第182章 CHAPTER XLV(2)
"What whirl are we in?" Lady Busshe got up, ran two or three steps and seated herself in another chair. "Oh! do let us proceed upon system. If not we shall presently be rageing; we shall be dangerous. The Middletons are here, and Dr. Middleton himself communicates to Mr. Dale that Laetitia Dale has refused the hand of Sir Willoughby, who is ostensibly engaged to his own daughter!
And pray, Mr. Dale, how did Dr. Middleton speak of it? Compose yourself; there is no violent hurry, though our sympathy with you and our interest in all the parties does perhaps agitate us a little. Quite at your leisure--speak!"
"Madam ... Lady Busshe." Mr. Dale gulped a ball in his throat. "I see no reason why I should not speak. I do not see how I can have been deluded. The Miss Patternes heard him. Dr. Middleton began upon it, not I. I was unaware, when I came, that it was a refusal.
I had been informed that there was a proposal. My authority for the tale was positive. The object of my visit was to assure myself of the integrity of my daughter's conduct. She had always the highest sense of honour. But passion is known to mislead, and there was this most strange report. I feared that our humblest apologies were due to Dr. Middleton and his daughter. I know the charm Laetitia can exercise. Madam, in the plainest language, without a possibility of my misapprehending him, Dr. Middleton spoke of himself as the advocate of the suitor for my daughter's hand. I have a poor head. I supposed at once an amicable rupture between Sir Willoughby and Miss Middleton, or that the version which had reached me of their engagement was not strictly accurate. My head is weak. Dr. Middleton's language is trying to a head like mine; but I can speak positively on the essential points: he spoke of himself as ready to be the impassioned advocate of the suitor for my daughter's hand. Those were his words. I understood him to entreat me to intercede with her. Nay, the name was mentioned. There was no concealment. I am certain there could not be a misapprehension. And my feelings were touched by his anxiety for Sir Willoughby's happiness. I attributed it to a sentiment upon which I need not dwell. Impassioned advocate, he said."
"We are in a perfect maelstrom!" cried Lady Busshe, turning to everybody.
"It is a complete hurricane!" cried Lady Culmer.
A light broke over the faces of the Patterne ladies. They exchanged it with one another.
They had been so shocked as to be almost offended by Lady Busshe, but their natural gentleness and habitual submission rendered them unequal to the task of checking her.
"Is it not," said Miss Eleanor, "a misunderstanding that a change of names will rectify?"
"This is by no means the first occasion," said Miss Isabel, "that Willoughby has pleaded for his cousin Vernon."
"We deplore extremely the painful error into which Mr. Dale has fallen."
"It springs, we now perceive, from an entire misapprehension of Dr.
Middleton."
"Vernon was in his mind. It was clear to us."
"Impossible that it could have been Willoughby!"
"You see the impossibility, the error!"
"And the Middletons here!" said Lady Busshe. "Oh! if we leave unilluminated we shall be the laughing-stock of the county. Mr. Dale, please, wake up. Do you see? You may have been mistaken."
"Lady Busshe," he woke up; "I may have mistaken Dr.

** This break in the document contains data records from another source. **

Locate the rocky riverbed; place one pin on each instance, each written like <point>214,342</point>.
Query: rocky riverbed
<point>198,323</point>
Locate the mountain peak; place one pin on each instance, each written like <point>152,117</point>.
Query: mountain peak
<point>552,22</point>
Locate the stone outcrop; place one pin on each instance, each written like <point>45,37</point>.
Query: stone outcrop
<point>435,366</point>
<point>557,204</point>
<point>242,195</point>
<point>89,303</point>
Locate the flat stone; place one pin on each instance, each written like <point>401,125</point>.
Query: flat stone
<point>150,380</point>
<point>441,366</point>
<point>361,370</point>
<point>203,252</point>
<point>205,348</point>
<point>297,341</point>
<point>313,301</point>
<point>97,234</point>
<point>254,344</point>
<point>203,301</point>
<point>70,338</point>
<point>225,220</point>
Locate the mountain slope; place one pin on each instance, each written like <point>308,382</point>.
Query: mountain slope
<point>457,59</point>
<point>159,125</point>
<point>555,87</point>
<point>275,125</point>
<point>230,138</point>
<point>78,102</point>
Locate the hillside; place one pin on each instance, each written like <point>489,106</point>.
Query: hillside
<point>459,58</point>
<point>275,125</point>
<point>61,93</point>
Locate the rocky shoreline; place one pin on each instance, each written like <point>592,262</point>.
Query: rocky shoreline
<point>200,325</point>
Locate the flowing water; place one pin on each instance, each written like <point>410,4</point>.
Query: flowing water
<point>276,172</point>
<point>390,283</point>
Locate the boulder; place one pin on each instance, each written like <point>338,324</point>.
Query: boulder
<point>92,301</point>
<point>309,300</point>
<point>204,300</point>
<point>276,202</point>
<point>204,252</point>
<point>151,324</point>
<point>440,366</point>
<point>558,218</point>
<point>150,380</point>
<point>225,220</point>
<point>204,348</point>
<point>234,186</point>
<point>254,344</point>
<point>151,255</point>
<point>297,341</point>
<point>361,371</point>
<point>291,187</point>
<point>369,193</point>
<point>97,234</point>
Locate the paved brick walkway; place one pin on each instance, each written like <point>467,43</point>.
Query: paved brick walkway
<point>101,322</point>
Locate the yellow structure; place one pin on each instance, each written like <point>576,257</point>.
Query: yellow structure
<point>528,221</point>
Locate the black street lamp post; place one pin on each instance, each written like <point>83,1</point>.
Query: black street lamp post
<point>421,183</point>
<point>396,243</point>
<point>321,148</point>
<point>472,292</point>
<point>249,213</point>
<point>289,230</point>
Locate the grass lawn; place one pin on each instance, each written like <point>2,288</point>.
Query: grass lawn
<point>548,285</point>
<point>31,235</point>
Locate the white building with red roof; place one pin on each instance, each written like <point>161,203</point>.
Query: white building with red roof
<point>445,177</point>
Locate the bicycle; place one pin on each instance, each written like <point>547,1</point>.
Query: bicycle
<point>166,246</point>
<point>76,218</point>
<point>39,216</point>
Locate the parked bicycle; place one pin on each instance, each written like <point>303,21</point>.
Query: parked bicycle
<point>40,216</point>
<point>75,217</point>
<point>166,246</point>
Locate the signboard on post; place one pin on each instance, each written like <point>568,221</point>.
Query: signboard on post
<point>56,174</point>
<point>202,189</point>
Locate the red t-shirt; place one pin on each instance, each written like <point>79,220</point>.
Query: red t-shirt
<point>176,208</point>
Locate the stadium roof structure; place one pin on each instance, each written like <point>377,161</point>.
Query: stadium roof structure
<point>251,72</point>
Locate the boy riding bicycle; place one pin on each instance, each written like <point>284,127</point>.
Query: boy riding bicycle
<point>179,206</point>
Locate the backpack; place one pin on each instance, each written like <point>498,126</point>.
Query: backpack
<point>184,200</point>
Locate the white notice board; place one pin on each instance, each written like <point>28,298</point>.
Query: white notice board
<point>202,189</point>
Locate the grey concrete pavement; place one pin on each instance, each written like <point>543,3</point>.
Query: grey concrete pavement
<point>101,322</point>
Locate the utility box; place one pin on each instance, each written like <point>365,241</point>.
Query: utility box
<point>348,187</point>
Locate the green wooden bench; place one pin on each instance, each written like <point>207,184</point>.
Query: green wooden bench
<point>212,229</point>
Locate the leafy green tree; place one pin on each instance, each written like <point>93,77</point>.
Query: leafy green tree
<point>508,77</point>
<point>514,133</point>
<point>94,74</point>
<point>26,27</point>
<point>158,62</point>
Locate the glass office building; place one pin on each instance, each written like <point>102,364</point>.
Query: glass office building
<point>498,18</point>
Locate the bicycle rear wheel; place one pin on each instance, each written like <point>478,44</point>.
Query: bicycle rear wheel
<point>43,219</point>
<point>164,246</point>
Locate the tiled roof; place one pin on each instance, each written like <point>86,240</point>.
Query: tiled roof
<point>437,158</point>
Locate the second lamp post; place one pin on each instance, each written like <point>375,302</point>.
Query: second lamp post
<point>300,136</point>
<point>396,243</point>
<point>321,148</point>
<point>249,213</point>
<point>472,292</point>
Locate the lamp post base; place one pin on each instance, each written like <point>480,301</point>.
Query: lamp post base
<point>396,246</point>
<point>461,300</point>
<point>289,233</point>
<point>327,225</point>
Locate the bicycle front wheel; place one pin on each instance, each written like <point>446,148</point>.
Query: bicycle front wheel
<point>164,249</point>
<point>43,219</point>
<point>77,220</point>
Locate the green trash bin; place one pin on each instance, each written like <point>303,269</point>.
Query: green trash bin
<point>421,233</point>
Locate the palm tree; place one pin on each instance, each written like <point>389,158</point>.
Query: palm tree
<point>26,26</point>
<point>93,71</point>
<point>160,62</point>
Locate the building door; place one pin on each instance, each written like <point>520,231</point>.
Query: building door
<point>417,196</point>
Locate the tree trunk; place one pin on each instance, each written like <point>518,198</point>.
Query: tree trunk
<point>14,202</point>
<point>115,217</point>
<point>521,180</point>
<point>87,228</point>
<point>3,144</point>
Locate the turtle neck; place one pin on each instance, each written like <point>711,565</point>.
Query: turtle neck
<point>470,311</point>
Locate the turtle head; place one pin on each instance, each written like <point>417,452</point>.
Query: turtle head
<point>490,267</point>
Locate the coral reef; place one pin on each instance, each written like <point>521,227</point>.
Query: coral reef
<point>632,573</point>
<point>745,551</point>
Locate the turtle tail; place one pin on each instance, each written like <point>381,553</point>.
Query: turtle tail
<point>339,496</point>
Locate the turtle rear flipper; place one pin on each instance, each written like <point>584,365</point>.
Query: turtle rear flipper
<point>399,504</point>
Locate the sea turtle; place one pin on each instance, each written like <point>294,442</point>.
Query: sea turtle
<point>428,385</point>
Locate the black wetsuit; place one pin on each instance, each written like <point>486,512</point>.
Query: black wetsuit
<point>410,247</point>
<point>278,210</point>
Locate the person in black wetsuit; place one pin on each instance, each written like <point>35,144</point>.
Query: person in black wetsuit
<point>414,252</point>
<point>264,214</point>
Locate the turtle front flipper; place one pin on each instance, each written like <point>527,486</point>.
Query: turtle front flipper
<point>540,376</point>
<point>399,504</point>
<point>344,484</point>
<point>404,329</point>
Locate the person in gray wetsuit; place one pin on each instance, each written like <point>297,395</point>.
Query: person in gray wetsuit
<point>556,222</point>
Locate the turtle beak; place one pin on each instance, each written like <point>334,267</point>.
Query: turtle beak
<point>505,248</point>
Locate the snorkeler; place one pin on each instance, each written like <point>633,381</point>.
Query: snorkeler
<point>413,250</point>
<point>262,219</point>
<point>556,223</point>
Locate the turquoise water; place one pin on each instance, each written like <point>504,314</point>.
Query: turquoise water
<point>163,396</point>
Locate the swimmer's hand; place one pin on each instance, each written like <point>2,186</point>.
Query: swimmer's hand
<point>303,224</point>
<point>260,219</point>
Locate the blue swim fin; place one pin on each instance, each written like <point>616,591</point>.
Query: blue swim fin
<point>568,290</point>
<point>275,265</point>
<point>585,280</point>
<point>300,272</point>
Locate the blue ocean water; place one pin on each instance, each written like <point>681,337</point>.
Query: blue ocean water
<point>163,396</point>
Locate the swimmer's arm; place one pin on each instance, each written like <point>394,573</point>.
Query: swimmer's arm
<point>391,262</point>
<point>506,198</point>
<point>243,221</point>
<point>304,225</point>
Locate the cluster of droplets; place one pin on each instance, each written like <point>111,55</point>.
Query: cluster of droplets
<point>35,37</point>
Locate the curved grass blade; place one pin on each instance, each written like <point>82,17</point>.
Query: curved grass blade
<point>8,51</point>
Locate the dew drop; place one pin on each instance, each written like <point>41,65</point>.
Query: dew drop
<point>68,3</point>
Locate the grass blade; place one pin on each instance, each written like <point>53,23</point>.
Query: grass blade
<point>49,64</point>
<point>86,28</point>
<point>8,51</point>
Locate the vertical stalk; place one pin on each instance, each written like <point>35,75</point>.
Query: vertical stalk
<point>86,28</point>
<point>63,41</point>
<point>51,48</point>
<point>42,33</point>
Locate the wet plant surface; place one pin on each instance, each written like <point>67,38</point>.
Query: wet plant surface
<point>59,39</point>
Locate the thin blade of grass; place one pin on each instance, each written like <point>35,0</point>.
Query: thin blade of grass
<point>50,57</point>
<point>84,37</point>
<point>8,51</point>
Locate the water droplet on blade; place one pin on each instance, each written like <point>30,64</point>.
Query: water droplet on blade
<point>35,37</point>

Middleton; he has a language that I can compare only to a review-day of the field forces. But I have the story on authority that I cannot question: it is confirmed by my daughter's unexampled behaviour. And if I live through this day I shall look about me as a ghost to-morrow."
"Dear Mr. Dale!" said the Patterne ladies, compassionately. Lady Busshe murmured to them: "You know the two did not agree; they did not get on: I saw it; I predicted it."
"She will understand him in time," said they.
"Never. And my belief is, they have parted by consent, and Letty Dale wins the day at last. Yes, now I do believe it."
The ladies maintained a decided negative, but they knew too much not to feel perplexed, and they betrayed it, though they said:
"Dear Lady Busshe! is it credible, in decency?"
"Dear Mrs. Mountstuart!" Lady Busshe invoked her great rival appearing among them: "You come most opportunely; we are in a state of inextricable confusion: we are bordering on frenzy. You, and none but you, can help us. You know, you always know; we hang on you. Is there any truth in it? a particle?"
Mrs. Mountstuart seated herself regally "Ah, Mr. Dale!" she said, inclining to him. "Yes, dear Lady Busshe, there is a particle."